Each time somebody points out K-means, I show them this clustering benchmark by the scikit-learn project: https://scikit-learn.org/stable/_images/sphx_glr_plot_cluste...
Wow, thanks so much for that. I was trying to figure out how to do clustering for geographic place names (from AIS data) and that one image answers so many questions for me.
I printed this out and put it on the wall by my desk a while back because of the number of questions people were asking me about various clustering algorithms.
Any accompanying text for the image?
Anyone willing to describe us the importance of this image? I'd like to be enlightened.
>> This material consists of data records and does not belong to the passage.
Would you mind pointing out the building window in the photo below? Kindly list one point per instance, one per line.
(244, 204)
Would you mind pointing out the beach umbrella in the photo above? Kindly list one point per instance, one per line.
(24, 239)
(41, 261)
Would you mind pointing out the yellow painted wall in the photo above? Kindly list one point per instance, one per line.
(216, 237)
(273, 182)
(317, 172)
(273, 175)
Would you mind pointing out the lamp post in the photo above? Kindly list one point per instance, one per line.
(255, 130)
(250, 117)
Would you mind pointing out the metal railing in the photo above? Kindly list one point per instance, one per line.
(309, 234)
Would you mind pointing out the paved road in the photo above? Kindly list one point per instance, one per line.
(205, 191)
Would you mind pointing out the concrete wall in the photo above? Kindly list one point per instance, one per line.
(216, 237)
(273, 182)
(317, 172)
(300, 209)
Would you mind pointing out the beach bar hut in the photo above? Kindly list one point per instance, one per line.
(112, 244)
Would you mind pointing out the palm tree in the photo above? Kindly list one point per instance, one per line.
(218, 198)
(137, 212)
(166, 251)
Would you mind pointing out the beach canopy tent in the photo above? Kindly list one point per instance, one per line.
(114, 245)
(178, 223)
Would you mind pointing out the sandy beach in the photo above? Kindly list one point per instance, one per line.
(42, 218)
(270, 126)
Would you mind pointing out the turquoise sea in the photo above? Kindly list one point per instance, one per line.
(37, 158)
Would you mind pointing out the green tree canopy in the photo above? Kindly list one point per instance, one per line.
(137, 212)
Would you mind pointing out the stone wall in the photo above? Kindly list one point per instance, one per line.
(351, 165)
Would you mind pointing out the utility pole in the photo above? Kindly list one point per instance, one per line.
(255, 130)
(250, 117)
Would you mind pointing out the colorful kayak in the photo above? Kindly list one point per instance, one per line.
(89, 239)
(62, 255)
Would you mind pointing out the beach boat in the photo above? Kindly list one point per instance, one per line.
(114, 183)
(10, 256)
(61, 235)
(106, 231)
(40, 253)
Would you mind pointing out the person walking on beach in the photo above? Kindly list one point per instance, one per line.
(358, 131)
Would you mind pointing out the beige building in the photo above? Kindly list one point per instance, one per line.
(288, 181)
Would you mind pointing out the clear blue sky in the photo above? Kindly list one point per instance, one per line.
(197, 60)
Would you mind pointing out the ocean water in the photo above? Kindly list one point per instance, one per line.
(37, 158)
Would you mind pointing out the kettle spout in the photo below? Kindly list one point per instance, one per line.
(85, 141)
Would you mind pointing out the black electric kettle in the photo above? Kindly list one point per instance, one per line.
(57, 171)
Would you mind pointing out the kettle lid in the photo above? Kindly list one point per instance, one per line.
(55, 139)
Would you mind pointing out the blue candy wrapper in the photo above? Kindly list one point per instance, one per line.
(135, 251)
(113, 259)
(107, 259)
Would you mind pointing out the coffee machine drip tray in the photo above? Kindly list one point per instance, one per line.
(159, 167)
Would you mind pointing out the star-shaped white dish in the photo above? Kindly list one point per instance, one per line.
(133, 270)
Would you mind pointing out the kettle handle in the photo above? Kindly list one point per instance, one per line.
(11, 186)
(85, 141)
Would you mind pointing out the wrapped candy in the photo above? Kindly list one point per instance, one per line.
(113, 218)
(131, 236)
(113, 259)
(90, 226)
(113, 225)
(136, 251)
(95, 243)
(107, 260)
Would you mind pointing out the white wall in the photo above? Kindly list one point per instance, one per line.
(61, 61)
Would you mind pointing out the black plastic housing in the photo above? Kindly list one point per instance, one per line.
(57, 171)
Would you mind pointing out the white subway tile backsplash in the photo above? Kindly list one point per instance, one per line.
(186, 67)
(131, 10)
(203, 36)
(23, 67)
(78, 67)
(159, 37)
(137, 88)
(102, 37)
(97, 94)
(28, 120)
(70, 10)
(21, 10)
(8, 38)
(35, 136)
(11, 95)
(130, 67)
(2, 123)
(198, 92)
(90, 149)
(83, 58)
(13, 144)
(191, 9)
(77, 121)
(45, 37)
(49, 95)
Really depends on your data and what clustering you want. There isn't one "best" clustering algo. Sometimes you really DO want partitioning, and KMeans works better. Sometimes it's agglomerative for connecting thin threads. What I've found is that HDBScan is too conservative in clusters. It's usually just running the data through numerous models and seeing which are the most stable after parameter tuning, and what is usable by marketing.
Just read this today! Also this lib is from the maker of the amazing UMAP dimension reduction lib.

https://hdbscan.readthedocs.io/en/latest/performance_and_sca...

Exactly! At least with an actual customer dataset,that it implied at first that it was going to use, it would have been slightly useful.